One finds an even starker precedent in that other great commercial republic, Carthage. The Barcid family, and Hannibal in particular, were the saviors of their state. For years, Hannibal Barca fought Rome in Italy, on Roman soil, with a mercenary army and against all odds, winning stunning victories at Trebia, Trasimene, and Cannae. He was a master of his craft. And how did the Carthaginian oligarchy reward him? With jealousy, with political obstruction, and with a deliberate refusal to send reinforcements or supplies. They feared a successful general more than they feared the Roman legions at their gate. They preferred their own comfortable commercial interests and political sinecures to the unglamorous, hard-minded task of winning a war. The consequence was the total defeat of Carthage, the razing of their city, and the sowing of their fields with salt.
The lesson of these episodes is not subtle. It is a principle as clear as any found in our constitutional text: a nation that mistreats its most successful warriors in favor of politically convenient functionaries is a nation courting ruin. It substitutes the judgment of the camp for the intrigues of the court, and it invariably makes the fatal error.
Which brings us, lamentably, to our present circumstance. One observes with a sense of weary recognition the treatment of two of our own most capable generals: Michael Flynn and David Petraeus.
General Flynn was the head of the Defense Intelligence Agency, a warrior with a deep understanding of asymmetric threats. He fell victim not to any battlefield failure, but to a political process—a pernicious and, it now appears, deeply flawed investigation, wherein the might of the federal government was turned against him for the crime of being associated with a disfavored political figure. The against him were ultimately dropped, but the reputational destruction was the point. The establishment proved it could break a three-star general who stepped out of line.

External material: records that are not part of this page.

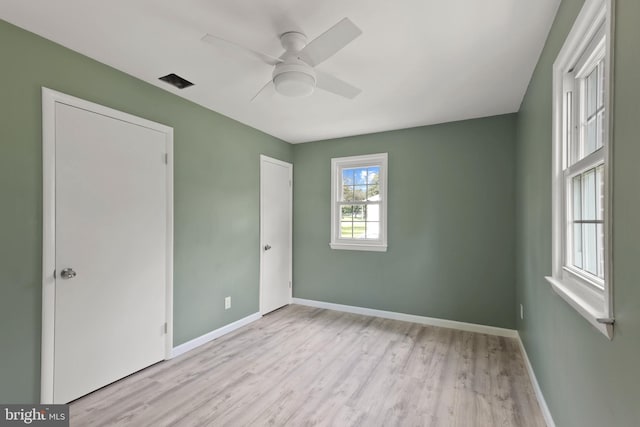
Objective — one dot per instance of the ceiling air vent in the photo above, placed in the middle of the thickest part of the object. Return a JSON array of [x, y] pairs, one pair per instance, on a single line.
[[176, 80]]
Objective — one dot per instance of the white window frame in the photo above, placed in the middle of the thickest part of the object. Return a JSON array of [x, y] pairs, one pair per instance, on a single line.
[[592, 297], [337, 165]]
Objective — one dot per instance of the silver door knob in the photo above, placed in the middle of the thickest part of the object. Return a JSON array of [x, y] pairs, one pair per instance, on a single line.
[[68, 273]]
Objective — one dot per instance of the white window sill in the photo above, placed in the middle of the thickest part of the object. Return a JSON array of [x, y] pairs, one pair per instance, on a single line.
[[358, 247], [586, 302]]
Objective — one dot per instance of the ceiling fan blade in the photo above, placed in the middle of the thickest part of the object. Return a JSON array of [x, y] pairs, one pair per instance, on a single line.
[[215, 40], [335, 85], [264, 89], [329, 42]]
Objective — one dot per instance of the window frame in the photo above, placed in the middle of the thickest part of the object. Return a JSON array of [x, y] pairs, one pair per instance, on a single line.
[[337, 165], [591, 34]]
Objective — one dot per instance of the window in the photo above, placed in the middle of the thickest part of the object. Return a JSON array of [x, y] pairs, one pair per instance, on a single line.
[[582, 167], [359, 203]]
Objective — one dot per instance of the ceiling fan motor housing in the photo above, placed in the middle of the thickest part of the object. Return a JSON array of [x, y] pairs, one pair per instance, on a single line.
[[294, 77]]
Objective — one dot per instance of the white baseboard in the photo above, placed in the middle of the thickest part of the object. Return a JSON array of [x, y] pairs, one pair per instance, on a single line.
[[210, 336], [536, 387], [431, 321]]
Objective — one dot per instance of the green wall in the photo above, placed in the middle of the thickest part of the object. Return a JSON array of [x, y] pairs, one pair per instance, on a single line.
[[451, 224], [586, 379], [216, 198]]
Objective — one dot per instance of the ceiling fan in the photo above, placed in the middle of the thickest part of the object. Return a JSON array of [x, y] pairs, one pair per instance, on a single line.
[[294, 72]]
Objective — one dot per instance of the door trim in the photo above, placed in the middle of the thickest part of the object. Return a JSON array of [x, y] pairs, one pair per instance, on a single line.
[[49, 100], [289, 166]]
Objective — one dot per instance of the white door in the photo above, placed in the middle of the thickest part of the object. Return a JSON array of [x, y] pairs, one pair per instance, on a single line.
[[275, 231], [111, 233]]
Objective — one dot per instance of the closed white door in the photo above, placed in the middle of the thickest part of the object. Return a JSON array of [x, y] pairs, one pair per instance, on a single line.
[[275, 231], [110, 250]]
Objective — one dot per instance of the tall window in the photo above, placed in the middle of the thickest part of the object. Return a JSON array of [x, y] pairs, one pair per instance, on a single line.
[[359, 206], [582, 167]]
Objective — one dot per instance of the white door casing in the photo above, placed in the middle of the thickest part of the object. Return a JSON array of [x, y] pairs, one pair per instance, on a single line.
[[276, 183], [108, 215]]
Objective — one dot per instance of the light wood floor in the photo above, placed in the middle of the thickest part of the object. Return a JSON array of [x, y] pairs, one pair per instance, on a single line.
[[305, 366]]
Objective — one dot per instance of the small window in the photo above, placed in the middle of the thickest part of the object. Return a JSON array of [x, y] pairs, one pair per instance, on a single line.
[[582, 167], [359, 202]]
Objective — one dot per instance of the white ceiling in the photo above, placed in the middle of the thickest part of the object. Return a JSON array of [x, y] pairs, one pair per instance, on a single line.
[[418, 62]]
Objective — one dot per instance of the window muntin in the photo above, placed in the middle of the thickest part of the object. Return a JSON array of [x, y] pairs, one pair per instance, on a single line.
[[358, 216]]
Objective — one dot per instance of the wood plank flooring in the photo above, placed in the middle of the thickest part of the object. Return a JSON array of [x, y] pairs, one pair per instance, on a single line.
[[303, 366]]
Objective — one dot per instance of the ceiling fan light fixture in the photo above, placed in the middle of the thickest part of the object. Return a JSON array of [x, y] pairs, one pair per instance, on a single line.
[[294, 84]]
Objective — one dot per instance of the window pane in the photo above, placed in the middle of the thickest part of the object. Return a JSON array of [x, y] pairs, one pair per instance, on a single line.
[[346, 213], [577, 197], [600, 130], [577, 245], [590, 136], [347, 177], [600, 231], [360, 176], [359, 229], [589, 195], [358, 212], [601, 84], [373, 230], [590, 248], [346, 229], [600, 192], [360, 193], [347, 193], [373, 175], [373, 212], [373, 192]]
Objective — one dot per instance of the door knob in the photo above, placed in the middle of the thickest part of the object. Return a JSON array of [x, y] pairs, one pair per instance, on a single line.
[[68, 273]]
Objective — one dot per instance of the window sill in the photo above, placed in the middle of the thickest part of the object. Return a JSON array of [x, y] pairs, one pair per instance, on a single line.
[[359, 247], [586, 302]]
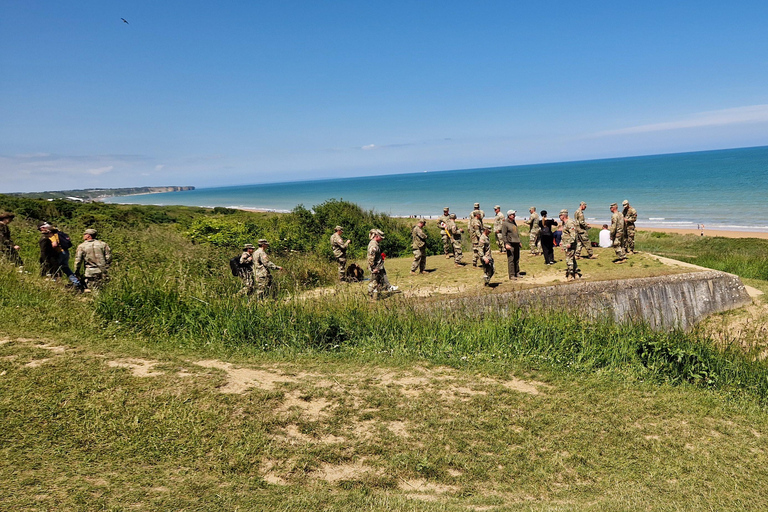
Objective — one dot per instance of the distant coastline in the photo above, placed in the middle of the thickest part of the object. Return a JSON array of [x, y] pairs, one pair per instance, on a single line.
[[98, 194]]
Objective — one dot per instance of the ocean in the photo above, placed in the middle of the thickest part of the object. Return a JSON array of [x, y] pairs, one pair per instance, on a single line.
[[722, 189]]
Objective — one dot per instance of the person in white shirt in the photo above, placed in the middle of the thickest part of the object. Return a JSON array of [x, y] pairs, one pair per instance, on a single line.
[[605, 237]]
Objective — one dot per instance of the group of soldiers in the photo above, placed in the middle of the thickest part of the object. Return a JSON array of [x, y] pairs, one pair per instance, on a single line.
[[574, 241], [93, 257]]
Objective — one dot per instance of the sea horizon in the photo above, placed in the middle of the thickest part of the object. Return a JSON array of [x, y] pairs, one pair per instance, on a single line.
[[722, 189]]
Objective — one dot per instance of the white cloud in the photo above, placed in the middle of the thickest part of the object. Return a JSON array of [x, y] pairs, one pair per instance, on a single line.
[[739, 115], [100, 170]]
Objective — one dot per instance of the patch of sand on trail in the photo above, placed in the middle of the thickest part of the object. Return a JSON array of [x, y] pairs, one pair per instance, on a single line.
[[52, 348], [243, 379], [37, 362], [333, 473], [138, 367], [420, 485]]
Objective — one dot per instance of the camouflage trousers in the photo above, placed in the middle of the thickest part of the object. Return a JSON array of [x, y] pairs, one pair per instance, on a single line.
[[534, 241], [582, 241], [618, 246], [457, 254], [247, 279], [489, 269], [570, 260], [95, 282], [379, 283], [263, 286], [447, 245], [12, 255], [419, 260], [629, 238], [342, 261]]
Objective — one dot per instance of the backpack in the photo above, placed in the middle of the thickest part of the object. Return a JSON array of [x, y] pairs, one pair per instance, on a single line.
[[64, 241], [236, 268]]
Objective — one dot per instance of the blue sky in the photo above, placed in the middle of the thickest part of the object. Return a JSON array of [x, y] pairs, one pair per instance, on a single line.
[[237, 92]]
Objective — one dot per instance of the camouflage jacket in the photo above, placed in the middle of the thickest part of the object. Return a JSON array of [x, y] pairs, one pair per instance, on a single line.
[[475, 229], [442, 222], [533, 223], [630, 215], [617, 225], [95, 255], [338, 245], [375, 260], [581, 224], [419, 237], [509, 232], [569, 232], [497, 222], [485, 247], [261, 263]]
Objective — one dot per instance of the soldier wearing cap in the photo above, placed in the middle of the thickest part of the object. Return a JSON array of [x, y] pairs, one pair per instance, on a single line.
[[261, 270], [442, 222], [498, 220], [96, 256], [454, 232], [339, 248], [511, 237], [476, 208], [486, 255], [379, 281], [475, 232], [582, 240], [7, 247], [246, 270], [617, 233], [534, 239], [419, 237], [569, 241], [630, 217]]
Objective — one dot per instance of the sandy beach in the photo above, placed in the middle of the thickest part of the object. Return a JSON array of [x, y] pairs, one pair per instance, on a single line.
[[710, 232]]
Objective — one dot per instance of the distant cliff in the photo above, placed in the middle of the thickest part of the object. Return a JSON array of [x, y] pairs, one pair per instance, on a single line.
[[95, 194]]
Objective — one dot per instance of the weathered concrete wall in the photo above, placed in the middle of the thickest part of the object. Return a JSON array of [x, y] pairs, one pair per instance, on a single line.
[[664, 302]]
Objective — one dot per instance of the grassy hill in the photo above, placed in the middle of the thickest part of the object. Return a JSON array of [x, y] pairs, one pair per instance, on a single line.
[[167, 392]]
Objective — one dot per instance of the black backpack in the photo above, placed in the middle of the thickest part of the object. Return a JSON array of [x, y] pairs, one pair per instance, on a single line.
[[236, 268], [64, 241]]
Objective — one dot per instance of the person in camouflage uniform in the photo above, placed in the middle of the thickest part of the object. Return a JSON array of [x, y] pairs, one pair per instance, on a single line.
[[261, 270], [630, 217], [379, 281], [617, 233], [419, 237], [442, 222], [498, 219], [486, 255], [246, 270], [582, 228], [96, 257], [7, 247], [569, 241], [475, 232], [454, 232], [477, 209], [533, 238], [511, 236], [339, 247]]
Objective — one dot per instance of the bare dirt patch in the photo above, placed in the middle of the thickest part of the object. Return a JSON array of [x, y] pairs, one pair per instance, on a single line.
[[138, 367]]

Then consider General David Petraeus, the architect of the Surge in Iraq, a scholar-warner of immense stature. His military record is nearly unblemished by failure. His transgression? The sharing of classified notebooks with his biographer, with whom he was having an affair. A serious error, to be sure. But compare the bureaucratic hounding he endured—a felony charge, the end of his public career—with the serene impunity enjoyed by political appointees who have handled classified information with a negligence bordering on the criminal. The difference is not the severity of the act, but the political utility of the actor. Petraeus was a warrior who had become too large a figure; he had to be cut down to size.
This two-tiered system of justice, one for the politically favored and another for the militarily formidable but politically inconvenient, is a poison. It tells every young officer with talent and ambition that fidelity to the chain of command is less important than fidelity to the prevailing political winds. It discourages the bold, the brilliant, and the unconventional—precisely the minds we need to win the wars of the future.
The Roman and Carthaginian oligarchs made this fatal calculation. They believed their political games were the real contest, and that the generals were but pieces on their board. They discovered, too late, that the board was the world, and the pieces were legions. We seem determined to repeat their error, to our great and certain peril. The Constitution does not prohibit stupidity, but it is a grievous thing to watch a Republic embrace it with such fervor.
I noticed this today, with a youtube video retconning Continental Marines by adding a woman to the group in costume. I have no objection to women being in the Marines, if they can make the cut, but retconning history about who did what is a slap in the face to those who fought, and shows the rot of political involvement has gotten very deep where it goes into the Marine Corps birthday message. I fear it will be very hard to cut out.